TLS B – muscling is lost at the withers only while the rest of the top line is muscled.

It is difficult to see these “B” horses as this is thee transition phase.  If a horse starts to lose muscling at the withers then grain is usually added to cover up this loss.  The horse is usually young but also has access to all the food they want.  Starvation cases will skip this phase and are not noticed until there is more severe loss of fat and muscle.

TLS C – the muscle loss extends from the withers to the loin.

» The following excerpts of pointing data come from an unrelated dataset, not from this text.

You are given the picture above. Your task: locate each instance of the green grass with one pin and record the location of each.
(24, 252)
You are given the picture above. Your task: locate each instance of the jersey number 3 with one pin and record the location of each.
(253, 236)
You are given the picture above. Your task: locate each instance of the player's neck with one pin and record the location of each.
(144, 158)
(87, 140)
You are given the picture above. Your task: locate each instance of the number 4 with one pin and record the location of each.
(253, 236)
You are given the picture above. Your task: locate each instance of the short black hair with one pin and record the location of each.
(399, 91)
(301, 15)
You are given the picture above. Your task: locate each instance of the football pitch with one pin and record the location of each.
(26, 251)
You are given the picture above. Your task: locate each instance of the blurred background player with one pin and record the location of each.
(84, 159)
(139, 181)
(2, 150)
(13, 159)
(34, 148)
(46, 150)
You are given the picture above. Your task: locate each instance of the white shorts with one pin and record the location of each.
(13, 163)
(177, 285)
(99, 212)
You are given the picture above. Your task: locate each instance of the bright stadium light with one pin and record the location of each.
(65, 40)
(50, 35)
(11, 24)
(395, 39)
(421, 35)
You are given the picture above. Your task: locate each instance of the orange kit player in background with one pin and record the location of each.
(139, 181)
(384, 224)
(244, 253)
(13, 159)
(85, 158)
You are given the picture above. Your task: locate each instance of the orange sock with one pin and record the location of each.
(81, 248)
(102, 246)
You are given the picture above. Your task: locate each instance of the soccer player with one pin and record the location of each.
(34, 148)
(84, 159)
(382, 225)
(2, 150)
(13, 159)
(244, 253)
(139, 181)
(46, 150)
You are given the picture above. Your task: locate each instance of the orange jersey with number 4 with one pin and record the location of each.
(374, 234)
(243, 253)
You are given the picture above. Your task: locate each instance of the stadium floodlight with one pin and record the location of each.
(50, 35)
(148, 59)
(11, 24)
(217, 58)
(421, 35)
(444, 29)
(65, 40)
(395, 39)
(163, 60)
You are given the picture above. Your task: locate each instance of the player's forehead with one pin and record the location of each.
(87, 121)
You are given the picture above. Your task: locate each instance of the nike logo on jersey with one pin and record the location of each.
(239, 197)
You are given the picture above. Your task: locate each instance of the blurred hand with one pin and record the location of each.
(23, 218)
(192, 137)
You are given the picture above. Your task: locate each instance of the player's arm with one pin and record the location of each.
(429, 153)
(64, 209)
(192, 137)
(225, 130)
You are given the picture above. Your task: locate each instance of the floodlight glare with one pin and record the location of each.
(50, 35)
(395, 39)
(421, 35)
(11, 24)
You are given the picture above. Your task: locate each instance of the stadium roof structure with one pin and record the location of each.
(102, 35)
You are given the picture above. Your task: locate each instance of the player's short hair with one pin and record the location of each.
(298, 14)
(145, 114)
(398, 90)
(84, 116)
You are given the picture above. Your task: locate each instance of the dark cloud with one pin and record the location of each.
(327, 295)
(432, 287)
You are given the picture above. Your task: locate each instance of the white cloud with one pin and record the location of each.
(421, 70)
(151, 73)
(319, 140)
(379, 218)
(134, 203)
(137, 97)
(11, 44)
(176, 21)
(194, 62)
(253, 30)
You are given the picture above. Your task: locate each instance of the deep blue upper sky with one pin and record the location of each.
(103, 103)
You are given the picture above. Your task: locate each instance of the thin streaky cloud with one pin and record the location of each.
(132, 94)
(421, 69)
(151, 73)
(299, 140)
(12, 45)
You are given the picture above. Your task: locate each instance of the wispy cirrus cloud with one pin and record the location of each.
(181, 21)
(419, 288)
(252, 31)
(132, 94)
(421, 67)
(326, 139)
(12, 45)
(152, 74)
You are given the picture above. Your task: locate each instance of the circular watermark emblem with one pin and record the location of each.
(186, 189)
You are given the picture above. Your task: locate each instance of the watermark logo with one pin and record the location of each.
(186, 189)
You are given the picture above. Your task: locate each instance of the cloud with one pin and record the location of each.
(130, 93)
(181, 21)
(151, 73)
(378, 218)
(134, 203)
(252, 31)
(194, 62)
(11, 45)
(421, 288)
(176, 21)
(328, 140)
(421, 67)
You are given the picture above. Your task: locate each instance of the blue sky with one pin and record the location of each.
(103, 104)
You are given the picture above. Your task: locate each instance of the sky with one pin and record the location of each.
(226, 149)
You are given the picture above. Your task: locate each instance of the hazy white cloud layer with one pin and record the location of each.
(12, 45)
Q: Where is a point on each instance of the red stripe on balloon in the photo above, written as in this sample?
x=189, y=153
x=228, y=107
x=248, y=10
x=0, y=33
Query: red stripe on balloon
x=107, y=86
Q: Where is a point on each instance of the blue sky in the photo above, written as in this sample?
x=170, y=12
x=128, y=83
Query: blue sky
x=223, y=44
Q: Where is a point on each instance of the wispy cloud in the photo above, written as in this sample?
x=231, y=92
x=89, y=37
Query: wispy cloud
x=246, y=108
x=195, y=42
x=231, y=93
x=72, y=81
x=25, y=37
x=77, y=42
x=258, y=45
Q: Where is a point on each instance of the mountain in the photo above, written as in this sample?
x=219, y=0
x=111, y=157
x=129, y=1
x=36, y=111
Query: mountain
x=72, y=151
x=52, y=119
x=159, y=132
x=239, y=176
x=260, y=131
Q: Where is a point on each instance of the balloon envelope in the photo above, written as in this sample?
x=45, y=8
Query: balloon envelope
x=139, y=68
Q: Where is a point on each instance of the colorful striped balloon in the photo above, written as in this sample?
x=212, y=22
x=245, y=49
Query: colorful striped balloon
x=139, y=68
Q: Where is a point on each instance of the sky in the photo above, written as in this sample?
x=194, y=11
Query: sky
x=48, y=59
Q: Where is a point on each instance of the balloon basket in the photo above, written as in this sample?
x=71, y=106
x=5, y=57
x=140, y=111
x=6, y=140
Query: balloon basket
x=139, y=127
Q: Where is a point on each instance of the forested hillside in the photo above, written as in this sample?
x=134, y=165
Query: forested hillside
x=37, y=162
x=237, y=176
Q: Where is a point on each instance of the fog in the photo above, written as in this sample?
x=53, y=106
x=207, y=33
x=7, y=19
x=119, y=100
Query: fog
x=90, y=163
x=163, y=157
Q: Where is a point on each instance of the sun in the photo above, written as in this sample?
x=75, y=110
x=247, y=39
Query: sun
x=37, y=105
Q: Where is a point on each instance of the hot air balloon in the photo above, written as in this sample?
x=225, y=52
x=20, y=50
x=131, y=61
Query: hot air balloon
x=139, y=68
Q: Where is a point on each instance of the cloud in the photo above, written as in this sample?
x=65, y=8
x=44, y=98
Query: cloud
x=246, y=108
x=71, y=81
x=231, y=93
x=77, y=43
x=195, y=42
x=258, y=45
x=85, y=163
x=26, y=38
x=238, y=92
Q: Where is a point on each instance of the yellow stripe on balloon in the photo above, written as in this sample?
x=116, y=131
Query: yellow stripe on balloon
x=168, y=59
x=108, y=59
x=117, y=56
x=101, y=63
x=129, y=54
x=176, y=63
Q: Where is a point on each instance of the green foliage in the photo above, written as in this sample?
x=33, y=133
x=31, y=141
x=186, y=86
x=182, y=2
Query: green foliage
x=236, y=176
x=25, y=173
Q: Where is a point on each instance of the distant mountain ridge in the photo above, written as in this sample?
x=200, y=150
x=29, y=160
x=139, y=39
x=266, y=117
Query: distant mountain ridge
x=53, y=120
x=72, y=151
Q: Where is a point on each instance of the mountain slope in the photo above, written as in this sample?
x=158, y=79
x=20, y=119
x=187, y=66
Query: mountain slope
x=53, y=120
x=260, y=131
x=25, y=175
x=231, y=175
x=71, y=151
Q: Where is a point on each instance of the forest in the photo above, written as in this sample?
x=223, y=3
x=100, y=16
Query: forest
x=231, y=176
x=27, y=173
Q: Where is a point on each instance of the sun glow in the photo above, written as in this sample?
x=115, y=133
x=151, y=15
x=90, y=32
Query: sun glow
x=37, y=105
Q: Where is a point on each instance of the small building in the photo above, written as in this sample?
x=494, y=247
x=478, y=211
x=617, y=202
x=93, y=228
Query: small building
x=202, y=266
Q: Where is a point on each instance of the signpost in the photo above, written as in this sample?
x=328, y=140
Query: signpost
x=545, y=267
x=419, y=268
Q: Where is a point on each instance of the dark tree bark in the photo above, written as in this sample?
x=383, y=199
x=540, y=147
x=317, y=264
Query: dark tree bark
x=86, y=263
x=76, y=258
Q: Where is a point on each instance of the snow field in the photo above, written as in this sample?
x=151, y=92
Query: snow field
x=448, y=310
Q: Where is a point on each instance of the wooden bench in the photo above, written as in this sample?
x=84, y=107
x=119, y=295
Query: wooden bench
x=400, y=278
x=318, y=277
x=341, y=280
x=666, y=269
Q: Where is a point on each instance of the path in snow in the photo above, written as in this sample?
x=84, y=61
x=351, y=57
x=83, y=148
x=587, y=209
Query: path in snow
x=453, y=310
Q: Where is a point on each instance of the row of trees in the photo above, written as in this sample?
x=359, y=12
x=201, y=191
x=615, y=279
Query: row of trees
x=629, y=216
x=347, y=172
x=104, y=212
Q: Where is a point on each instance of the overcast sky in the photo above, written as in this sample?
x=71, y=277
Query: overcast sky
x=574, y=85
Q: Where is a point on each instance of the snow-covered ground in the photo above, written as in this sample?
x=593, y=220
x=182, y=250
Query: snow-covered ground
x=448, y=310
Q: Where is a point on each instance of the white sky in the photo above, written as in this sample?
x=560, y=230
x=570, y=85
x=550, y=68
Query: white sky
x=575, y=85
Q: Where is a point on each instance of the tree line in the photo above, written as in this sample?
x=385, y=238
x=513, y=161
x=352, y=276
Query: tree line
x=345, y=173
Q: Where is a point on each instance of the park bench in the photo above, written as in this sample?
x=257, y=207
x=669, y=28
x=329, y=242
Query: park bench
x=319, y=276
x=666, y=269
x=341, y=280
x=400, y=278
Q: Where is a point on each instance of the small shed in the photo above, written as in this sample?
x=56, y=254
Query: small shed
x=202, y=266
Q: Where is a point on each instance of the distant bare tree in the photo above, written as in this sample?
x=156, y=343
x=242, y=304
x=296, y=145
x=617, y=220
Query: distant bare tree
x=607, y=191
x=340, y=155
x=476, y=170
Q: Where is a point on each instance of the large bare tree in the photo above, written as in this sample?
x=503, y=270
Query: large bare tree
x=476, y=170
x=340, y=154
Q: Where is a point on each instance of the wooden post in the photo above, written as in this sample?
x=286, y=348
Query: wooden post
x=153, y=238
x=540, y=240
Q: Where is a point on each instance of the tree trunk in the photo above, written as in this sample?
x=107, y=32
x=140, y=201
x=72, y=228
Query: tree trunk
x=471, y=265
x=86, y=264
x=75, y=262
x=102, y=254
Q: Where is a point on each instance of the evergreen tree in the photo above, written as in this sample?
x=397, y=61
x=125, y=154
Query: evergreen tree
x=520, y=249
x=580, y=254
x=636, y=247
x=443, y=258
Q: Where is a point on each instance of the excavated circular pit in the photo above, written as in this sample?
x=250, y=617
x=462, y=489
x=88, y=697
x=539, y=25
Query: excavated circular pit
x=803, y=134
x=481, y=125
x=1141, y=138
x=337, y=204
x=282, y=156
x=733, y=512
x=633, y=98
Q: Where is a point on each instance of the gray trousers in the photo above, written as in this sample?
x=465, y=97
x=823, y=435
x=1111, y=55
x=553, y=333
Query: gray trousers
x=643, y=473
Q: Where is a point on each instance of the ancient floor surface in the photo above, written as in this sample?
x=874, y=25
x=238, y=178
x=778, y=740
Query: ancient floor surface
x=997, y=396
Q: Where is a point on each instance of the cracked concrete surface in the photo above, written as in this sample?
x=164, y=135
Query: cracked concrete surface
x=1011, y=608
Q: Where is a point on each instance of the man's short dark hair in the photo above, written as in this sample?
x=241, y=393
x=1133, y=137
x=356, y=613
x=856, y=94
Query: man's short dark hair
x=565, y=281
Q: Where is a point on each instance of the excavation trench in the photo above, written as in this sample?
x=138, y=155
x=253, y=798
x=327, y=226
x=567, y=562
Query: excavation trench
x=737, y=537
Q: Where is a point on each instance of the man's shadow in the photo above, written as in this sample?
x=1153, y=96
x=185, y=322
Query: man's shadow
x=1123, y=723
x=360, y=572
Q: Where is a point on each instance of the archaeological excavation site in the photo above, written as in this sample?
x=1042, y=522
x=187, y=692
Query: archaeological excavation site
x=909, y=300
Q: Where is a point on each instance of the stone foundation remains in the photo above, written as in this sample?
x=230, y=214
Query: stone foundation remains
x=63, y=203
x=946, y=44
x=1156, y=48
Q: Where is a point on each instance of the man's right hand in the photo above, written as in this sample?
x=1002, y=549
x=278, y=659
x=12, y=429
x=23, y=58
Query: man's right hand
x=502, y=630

This loss is common but is usually not alarming to most owners.  More grain is added and saddle fitters are called.  It is more commonly seen in “hard keepers” where more grain, supplements or exercise is added thus continuing or increasing the gut inflammation.  Many accept this muscle loss as just lack of exercise (usually from being laid up due to an lameness) when in reality it is caused by lack of high quality protein in the diet (specifically leucine, isoleucine and valine) and loss from gluconeogenesis (excess glucose in the diet).

TLS D – the muscle loss extends from the withers to the croup.

 The loss of muscle over the whole top line is usually accompanied with an extended abdomen (“hay belly”), poor hooves and other signs of protein loss.  A quick look at the diet shows no high quality protein in the food or pasture, over work, starvation, excessive grain being fed or any combination of these.